Data Analyses

Introduction

The analyses of annotated files include the descriptive statistics, the filtering of the annotated data to get only the annotations you are interested in, see/edit the information about files, etc.

Like the other features of SPPAS, analyzing data can be performed in three different ways:

the Application Programming Interface, in Python language;
the Command-Line User Interface;
the Graphical User Interface.

Among the features implemented in the API, a big majority are included in the GUI, but just a few can be performed with the CLI. This chapter then describes only the page Analyze of the GUI.

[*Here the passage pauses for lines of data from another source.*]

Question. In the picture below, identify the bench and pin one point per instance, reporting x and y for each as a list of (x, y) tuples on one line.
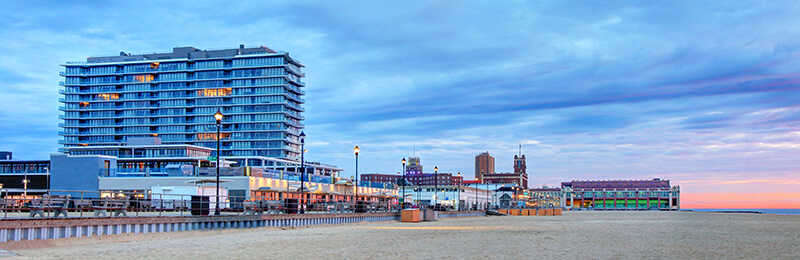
[(252, 207), (117, 206), (59, 205), (274, 206)]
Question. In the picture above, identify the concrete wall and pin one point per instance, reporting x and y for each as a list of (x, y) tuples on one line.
[(77, 172)]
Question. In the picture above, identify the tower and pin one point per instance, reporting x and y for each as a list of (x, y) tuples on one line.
[(173, 95), (484, 163)]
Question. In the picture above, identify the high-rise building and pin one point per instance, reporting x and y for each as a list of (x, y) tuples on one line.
[(484, 163), (174, 95)]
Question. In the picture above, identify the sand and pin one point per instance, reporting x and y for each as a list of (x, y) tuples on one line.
[(576, 235)]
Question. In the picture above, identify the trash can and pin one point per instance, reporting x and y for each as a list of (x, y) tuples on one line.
[(361, 207), (292, 206), (200, 205)]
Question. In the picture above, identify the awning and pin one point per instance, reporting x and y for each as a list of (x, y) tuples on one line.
[(344, 182), (296, 188), (204, 181)]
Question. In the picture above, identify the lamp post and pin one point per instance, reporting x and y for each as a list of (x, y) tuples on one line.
[(419, 189), (218, 116), (458, 199), (435, 187), (476, 193), (302, 169), (25, 185), (356, 150), (404, 183)]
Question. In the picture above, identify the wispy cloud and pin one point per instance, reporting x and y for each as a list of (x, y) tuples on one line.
[(592, 91)]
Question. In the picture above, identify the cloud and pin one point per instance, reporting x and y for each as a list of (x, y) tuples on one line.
[(594, 91)]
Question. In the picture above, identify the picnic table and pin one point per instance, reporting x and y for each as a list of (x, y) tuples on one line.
[(117, 206), (59, 205)]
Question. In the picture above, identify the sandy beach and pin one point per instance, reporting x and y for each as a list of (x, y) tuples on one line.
[(577, 235)]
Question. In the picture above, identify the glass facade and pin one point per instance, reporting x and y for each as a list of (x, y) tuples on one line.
[(174, 96)]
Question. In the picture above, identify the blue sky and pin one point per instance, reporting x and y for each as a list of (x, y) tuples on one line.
[(705, 94)]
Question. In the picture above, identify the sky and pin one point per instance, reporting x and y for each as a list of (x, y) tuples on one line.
[(705, 94)]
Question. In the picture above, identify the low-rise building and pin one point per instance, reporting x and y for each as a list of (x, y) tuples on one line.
[(621, 194)]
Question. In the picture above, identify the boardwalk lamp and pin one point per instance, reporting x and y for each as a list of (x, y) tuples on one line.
[(356, 150), (218, 116), (476, 193), (458, 199), (404, 184), (435, 187), (302, 168)]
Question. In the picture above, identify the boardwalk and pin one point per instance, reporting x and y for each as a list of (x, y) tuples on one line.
[(578, 235)]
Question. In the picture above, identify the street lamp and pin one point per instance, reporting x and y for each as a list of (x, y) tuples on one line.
[(476, 193), (404, 183), (435, 187), (218, 116), (356, 150), (302, 169), (458, 199)]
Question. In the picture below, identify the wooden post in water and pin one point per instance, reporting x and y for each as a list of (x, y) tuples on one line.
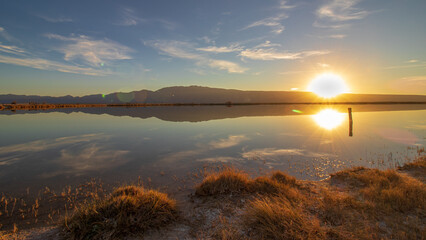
[(351, 123)]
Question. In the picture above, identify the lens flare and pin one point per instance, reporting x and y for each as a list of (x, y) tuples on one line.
[(329, 119)]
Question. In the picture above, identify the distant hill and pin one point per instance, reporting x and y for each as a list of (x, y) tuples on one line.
[(196, 94)]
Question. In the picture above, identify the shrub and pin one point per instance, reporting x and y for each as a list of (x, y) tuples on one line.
[(128, 210)]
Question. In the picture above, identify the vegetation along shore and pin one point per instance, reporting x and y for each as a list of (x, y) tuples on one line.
[(226, 203)]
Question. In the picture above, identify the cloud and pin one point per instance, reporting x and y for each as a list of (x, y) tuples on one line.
[(331, 25), (337, 36), (4, 34), (283, 5), (185, 50), (272, 54), (413, 84), (230, 141), (214, 49), (419, 65), (177, 49), (341, 10), (268, 44), (46, 144), (227, 65), (269, 152), (412, 61), (130, 18), (44, 64), (220, 159), (92, 52), (11, 49), (273, 22), (89, 158), (55, 20), (263, 153)]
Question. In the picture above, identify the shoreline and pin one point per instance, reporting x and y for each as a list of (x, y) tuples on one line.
[(35, 106), (212, 214)]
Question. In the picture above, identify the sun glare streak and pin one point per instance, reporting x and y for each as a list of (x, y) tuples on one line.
[(329, 118), (328, 85)]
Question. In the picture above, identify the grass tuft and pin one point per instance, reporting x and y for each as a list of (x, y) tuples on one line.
[(276, 218), (386, 189), (229, 180), (128, 210)]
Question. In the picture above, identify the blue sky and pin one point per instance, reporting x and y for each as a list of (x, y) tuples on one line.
[(82, 47)]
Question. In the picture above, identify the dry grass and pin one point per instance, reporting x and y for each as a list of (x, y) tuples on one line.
[(277, 218), (386, 189), (128, 210), (418, 164), (230, 180)]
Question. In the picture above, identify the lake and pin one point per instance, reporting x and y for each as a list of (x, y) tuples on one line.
[(69, 146)]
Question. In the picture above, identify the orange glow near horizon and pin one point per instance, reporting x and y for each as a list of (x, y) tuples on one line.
[(328, 85)]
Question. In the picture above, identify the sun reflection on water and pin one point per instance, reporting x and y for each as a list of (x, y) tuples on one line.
[(329, 118)]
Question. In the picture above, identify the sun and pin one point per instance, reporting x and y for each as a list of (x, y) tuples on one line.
[(328, 85)]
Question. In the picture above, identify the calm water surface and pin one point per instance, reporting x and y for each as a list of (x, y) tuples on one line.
[(70, 146)]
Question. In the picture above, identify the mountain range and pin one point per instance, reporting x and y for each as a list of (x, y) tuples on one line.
[(206, 95)]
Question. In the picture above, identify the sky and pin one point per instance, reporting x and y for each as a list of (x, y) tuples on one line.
[(84, 47)]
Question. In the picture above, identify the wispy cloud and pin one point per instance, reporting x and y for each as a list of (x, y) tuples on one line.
[(4, 34), (44, 64), (411, 65), (341, 10), (214, 49), (230, 141), (89, 158), (177, 49), (221, 159), (284, 5), (273, 22), (263, 153), (130, 18), (413, 61), (55, 19), (229, 66), (47, 144), (11, 49), (412, 84), (332, 26), (273, 54), (90, 51), (186, 50)]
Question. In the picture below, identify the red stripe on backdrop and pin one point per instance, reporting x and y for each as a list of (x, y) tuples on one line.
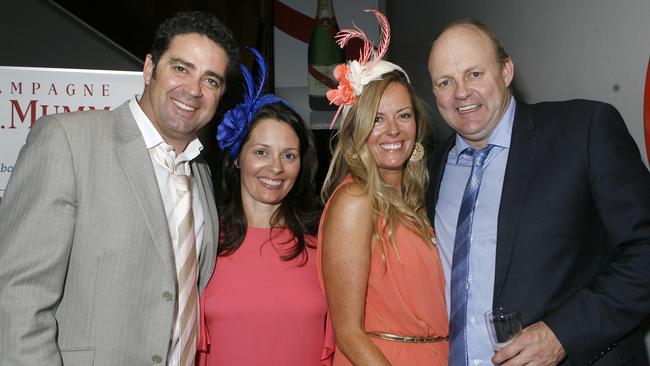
[(292, 22), (646, 111), (297, 25)]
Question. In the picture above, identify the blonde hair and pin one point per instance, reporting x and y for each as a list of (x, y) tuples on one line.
[(352, 156)]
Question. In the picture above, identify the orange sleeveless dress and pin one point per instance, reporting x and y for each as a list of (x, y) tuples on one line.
[(404, 298)]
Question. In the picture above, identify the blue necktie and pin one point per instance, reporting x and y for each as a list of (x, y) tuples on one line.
[(460, 262)]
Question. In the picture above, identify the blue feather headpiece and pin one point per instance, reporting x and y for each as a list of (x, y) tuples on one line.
[(236, 121)]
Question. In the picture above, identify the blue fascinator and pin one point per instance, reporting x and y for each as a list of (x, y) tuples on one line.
[(236, 121)]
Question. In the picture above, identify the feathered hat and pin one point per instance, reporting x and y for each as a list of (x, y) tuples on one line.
[(236, 121), (356, 74)]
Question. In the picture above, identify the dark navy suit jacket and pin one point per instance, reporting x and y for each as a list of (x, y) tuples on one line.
[(573, 236)]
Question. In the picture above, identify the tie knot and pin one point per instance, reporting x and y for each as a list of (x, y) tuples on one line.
[(478, 156), (181, 182)]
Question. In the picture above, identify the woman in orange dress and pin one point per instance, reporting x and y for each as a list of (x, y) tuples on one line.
[(378, 260)]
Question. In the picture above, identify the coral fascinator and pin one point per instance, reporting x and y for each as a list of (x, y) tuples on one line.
[(236, 121), (356, 74)]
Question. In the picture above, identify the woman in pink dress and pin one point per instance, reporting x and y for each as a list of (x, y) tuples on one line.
[(380, 267), (263, 304)]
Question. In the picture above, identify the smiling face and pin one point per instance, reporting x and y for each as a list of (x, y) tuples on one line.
[(182, 91), (469, 82), (393, 135), (269, 164)]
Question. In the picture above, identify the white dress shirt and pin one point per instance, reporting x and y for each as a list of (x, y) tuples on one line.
[(153, 140)]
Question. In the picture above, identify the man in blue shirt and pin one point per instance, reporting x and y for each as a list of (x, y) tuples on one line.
[(560, 227)]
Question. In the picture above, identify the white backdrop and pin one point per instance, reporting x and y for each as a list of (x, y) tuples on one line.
[(27, 93)]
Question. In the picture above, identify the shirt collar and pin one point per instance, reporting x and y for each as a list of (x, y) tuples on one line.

The page Analyze of the GUI

The page Analyze of the GUI is divided into two main areas: a toolbar and a content to represent files.

Displayed files content

Each opened file is displayed in a panel in the content area. The next Figure indicates what panels of four different files look like. Panels of the annotated files have a yellow background, panels of the audio files are in blue color and panels of unknown files are pinky-red.

Some actions can be performed individually on the panel of a file. A mouse click on the filename or on the arrow at left will show or hide the content of the file.

For transcription files, the icons at top-right of the panel allow:

editing the metadata of the file - notice that only the XRA file format allows saving the metadata;
selecting the file (for example, it’s used to paste tiers into);
saving the file - only if it has changed;
closing the file and unlock it in the workspace.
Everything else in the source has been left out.